Fearlessness and independence are often twin attributes of some special souls. Often, it seems, the two cannot exist in isolation. There are several examples of this anyway from the most common circles in life.
There are hundreds and thousands of women in India who have lost their better halves and have no one to fall back on for financial support. Incredibly, most of such women end up raising children- in several cases, 2 of them- on their own.
Ever heard of daughters of rickshaw-pullers who turn up as civil services aspirants and end up, in many cases, as fully qualified personnel? Heard stories of acid-attack victims who prove themselves as unputdownable in terms of dire straights, refusing to fade away into oblivion, despite facing the life-altering ignominy of having their face toyed with, with the severest of substances?
Found the likes of Lakshmi walking the ramp? Moreover, heard of a septuagenarian chai and snack seller in Jaipur who serves around 250 destitute people every day, without a fail?
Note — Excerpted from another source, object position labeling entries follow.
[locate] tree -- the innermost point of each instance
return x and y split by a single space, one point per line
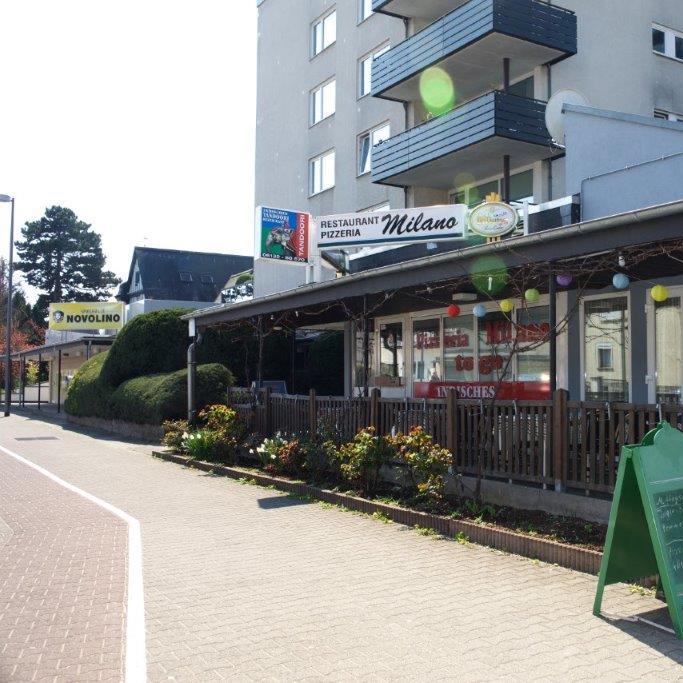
62 257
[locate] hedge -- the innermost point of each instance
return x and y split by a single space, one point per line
149 399
149 344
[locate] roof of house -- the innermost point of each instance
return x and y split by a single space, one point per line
174 275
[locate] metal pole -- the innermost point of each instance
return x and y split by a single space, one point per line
552 319
59 381
506 178
40 367
8 331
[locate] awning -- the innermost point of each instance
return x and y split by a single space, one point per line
334 300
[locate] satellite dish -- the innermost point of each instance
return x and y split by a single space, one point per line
554 116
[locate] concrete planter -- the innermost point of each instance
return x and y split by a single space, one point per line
571 557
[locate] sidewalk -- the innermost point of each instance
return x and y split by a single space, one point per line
244 583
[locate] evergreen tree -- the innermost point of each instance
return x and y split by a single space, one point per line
62 257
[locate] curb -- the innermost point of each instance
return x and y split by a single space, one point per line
568 556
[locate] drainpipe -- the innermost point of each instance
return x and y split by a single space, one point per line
192 380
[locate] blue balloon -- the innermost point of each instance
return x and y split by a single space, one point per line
620 281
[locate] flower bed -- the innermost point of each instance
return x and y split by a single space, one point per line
353 471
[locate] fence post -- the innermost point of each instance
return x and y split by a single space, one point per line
374 409
312 413
452 420
560 438
267 412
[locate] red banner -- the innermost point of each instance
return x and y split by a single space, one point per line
523 391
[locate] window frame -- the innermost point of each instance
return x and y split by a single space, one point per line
320 21
670 37
381 49
312 108
368 134
312 192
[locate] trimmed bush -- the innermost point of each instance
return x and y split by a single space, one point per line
88 396
149 344
151 399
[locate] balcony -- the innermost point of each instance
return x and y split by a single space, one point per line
423 10
471 139
471 42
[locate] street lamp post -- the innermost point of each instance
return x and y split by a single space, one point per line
8 331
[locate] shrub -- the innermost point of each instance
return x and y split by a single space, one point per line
362 459
154 398
149 344
174 431
427 464
88 396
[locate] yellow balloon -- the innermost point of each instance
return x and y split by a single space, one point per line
506 305
659 293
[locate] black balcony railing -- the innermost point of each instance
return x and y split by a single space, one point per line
494 115
533 21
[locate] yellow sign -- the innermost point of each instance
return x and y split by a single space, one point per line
90 315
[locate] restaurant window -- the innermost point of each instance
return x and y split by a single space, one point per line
533 359
459 355
495 342
668 350
360 353
606 326
427 350
390 355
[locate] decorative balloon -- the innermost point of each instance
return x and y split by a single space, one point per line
532 295
620 281
659 293
506 305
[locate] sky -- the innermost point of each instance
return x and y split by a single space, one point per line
138 115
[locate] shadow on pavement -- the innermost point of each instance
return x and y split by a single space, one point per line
662 641
275 502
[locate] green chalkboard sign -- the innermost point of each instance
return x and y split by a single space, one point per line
645 533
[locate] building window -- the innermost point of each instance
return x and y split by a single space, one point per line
668 346
324 33
427 350
365 70
667 115
606 335
365 144
364 9
323 101
321 173
667 42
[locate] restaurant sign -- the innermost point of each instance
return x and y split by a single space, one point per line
508 391
90 315
493 219
282 235
399 226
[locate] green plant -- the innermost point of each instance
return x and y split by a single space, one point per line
427 464
362 459
174 431
200 444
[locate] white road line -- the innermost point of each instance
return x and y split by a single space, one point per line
136 662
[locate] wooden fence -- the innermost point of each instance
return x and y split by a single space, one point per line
569 445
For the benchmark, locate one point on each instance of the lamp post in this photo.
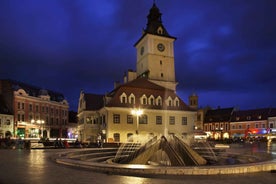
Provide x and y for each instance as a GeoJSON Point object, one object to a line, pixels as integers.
{"type": "Point", "coordinates": [40, 123]}
{"type": "Point", "coordinates": [137, 113]}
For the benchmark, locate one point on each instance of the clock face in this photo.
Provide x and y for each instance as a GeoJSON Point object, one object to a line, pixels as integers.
{"type": "Point", "coordinates": [142, 50]}
{"type": "Point", "coordinates": [160, 47]}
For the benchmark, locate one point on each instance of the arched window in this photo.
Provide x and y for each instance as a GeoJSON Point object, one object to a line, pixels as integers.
{"type": "Point", "coordinates": [123, 98]}
{"type": "Point", "coordinates": [169, 101]}
{"type": "Point", "coordinates": [131, 99]}
{"type": "Point", "coordinates": [176, 102]}
{"type": "Point", "coordinates": [143, 119]}
{"type": "Point", "coordinates": [159, 101]}
{"type": "Point", "coordinates": [160, 30]}
{"type": "Point", "coordinates": [116, 137]}
{"type": "Point", "coordinates": [143, 100]}
{"type": "Point", "coordinates": [130, 137]}
{"type": "Point", "coordinates": [151, 100]}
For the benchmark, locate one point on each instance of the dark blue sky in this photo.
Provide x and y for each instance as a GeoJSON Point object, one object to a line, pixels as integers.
{"type": "Point", "coordinates": [225, 50]}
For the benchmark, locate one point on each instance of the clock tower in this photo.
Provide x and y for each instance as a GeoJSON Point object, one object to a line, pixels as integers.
{"type": "Point", "coordinates": [155, 52]}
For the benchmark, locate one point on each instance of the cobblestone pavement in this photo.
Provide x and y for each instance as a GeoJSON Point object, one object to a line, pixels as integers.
{"type": "Point", "coordinates": [35, 166]}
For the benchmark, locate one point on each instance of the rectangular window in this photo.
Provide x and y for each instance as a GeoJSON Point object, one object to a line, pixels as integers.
{"type": "Point", "coordinates": [30, 107]}
{"type": "Point", "coordinates": [116, 118]}
{"type": "Point", "coordinates": [184, 121]}
{"type": "Point", "coordinates": [129, 119]}
{"type": "Point", "coordinates": [8, 122]}
{"type": "Point", "coordinates": [116, 137]}
{"type": "Point", "coordinates": [143, 119]}
{"type": "Point", "coordinates": [159, 120]}
{"type": "Point", "coordinates": [172, 120]}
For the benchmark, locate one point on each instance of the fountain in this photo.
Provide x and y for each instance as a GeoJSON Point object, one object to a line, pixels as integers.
{"type": "Point", "coordinates": [170, 151]}
{"type": "Point", "coordinates": [169, 155]}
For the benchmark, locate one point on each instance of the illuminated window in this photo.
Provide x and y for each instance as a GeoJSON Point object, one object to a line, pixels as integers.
{"type": "Point", "coordinates": [143, 119]}
{"type": "Point", "coordinates": [116, 118]}
{"type": "Point", "coordinates": [129, 119]}
{"type": "Point", "coordinates": [158, 120]}
{"type": "Point", "coordinates": [184, 121]}
{"type": "Point", "coordinates": [130, 137]}
{"type": "Point", "coordinates": [116, 137]}
{"type": "Point", "coordinates": [172, 120]}
{"type": "Point", "coordinates": [123, 98]}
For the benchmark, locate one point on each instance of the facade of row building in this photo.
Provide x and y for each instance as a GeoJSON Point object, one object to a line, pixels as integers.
{"type": "Point", "coordinates": [228, 123]}
{"type": "Point", "coordinates": [36, 112]}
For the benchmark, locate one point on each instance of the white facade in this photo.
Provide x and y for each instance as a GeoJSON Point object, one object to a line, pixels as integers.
{"type": "Point", "coordinates": [6, 125]}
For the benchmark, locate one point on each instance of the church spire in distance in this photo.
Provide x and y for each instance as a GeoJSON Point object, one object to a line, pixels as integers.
{"type": "Point", "coordinates": [154, 24]}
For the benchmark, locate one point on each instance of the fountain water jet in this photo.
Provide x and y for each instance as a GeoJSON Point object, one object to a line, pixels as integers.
{"type": "Point", "coordinates": [170, 151]}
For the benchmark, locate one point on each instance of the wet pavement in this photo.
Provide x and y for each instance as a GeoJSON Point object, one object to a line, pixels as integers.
{"type": "Point", "coordinates": [36, 166]}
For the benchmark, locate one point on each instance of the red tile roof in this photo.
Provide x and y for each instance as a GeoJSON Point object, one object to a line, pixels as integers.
{"type": "Point", "coordinates": [140, 87]}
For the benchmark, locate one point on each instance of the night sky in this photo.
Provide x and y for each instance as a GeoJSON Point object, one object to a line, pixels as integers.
{"type": "Point", "coordinates": [225, 50]}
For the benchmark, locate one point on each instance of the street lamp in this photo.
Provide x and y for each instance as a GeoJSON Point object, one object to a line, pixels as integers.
{"type": "Point", "coordinates": [137, 113]}
{"type": "Point", "coordinates": [40, 123]}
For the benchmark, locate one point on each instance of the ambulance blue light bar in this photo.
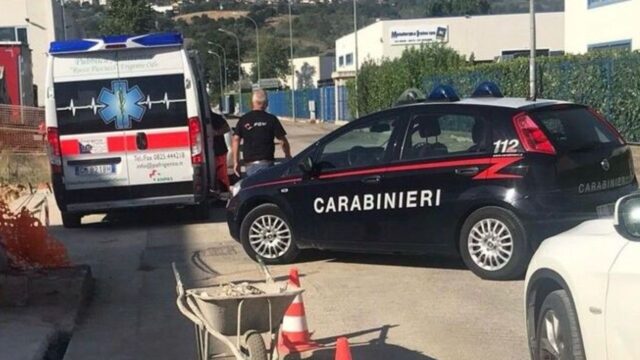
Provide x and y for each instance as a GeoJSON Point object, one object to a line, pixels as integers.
{"type": "Point", "coordinates": [116, 42]}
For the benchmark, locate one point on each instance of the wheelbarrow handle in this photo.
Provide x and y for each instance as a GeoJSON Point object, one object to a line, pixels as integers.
{"type": "Point", "coordinates": [236, 351]}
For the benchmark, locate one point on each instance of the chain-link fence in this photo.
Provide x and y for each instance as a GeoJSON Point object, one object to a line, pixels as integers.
{"type": "Point", "coordinates": [23, 157]}
{"type": "Point", "coordinates": [21, 129]}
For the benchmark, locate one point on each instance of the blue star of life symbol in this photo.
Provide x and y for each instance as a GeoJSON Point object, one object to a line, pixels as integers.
{"type": "Point", "coordinates": [121, 104]}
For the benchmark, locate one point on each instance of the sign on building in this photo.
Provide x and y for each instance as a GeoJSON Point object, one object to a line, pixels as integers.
{"type": "Point", "coordinates": [406, 35]}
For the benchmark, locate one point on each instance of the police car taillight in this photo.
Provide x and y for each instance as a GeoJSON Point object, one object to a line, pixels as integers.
{"type": "Point", "coordinates": [55, 156]}
{"type": "Point", "coordinates": [532, 138]}
{"type": "Point", "coordinates": [195, 139]}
Recently, we saw actor Hrithik Roshan portray the life of a real hero of sorts, Bihar-based Math teacher Anand Kumar behind the renowned Super 30? For someone, who couldn’t afford to forge a career in the revered IIT but made it a mission of his life to handpick, tutor, train and educate kids to further their careers in the venerable institute, is that not an example of something bold and daring?
Is their tale more inspiring or is that of Sara Ali Khan- a beautiful, talented actress- pushing her own luggage at the Mumbai airport? A few hours back, there emerged a flurry of images on the internet showing noted actress behind films like Rishikesh, Simba moving along her own luggage on a trolley minus any help whatsoever.
The reactions, as per normal, this being an age of instant-messaging and widespread communication of gossipy, light-hearted, and let’s face it, meaningless stuff, were myriad. People were ‘impressed‘ with Sara Ali Khan at the airport. And more than that? Sara Ali Khan at the airport moving her own luggage.
This was considered an impressive feat. This was sort of surreal, for there’s clearly no other way to put it, given the hype around it. Folks in and out of the Tinseltown were impressed and the picture was painted as being something unique, whatever that was.
That said, one has got to ask? Is the unfailing love for anything celebrity or riddled with the celebrity culture so obsessive that we simply begin talking about stuff as inconsequential as this?
One has got to ask something and quite honestly. Tomorrow, if Mr. Modi is found tying his own sandals whilst visiting a temple, would this become a media rage too?
Will the picture generate over one and a half million retweets because the most powerful and prominent figure in the world’s largest democracy didn’t seek any assistance in doing something as basic as tie his laces or put his boots in place?
What on earth are we becoming?
Rahul Dravid, a former member of the Indian Cricket team, someone with 36 Test centuries, over 13,200 Test runs and the man responsible for facing most number of deliveries in Tests goes around in autorickshaws, waits in queues at every public place and ends up at his home as the same earnest, nice, mild-mannered bloke we’ve known him to be.
Minus any hype. Minus any shenanigans.
Did we retweet his picture and break through the busy social-media corridor and remain sleepless at nights? Common sense and you don’t need psychology to prove your point suggests that obsession behind a celebrity doesn’t make you one.
A few years back, a literally homeless kid Budhiya from the eastern belt of India made a name for himself by proving himself to be a long-distance runner. He didn’t have any element of celebrity attached to him. There were no sponsors. There was no Facebook page in his honour. His father didn’t own royal havelis in Pataudi.
The kid even inspired a movie starring Manoj Bajpayee.
It doesn’t increase your bank balance and salivating after every minuscule movement in the life of your favourite people doesn’t make you into a celeb. They’ve reached there out of their pure hard work. Not by hanging out on social media, not by waking each day and signing off every night by lighting incense sticks in front of their role models’ pictures.
Perhaps, it about time that we left obsessing about Sara Ali Khan at the airport or for that matter, the fact that her moving her own luggage didn’t reduce the price of onions or increase the price of fish.
After all, don’t we have anything better to do?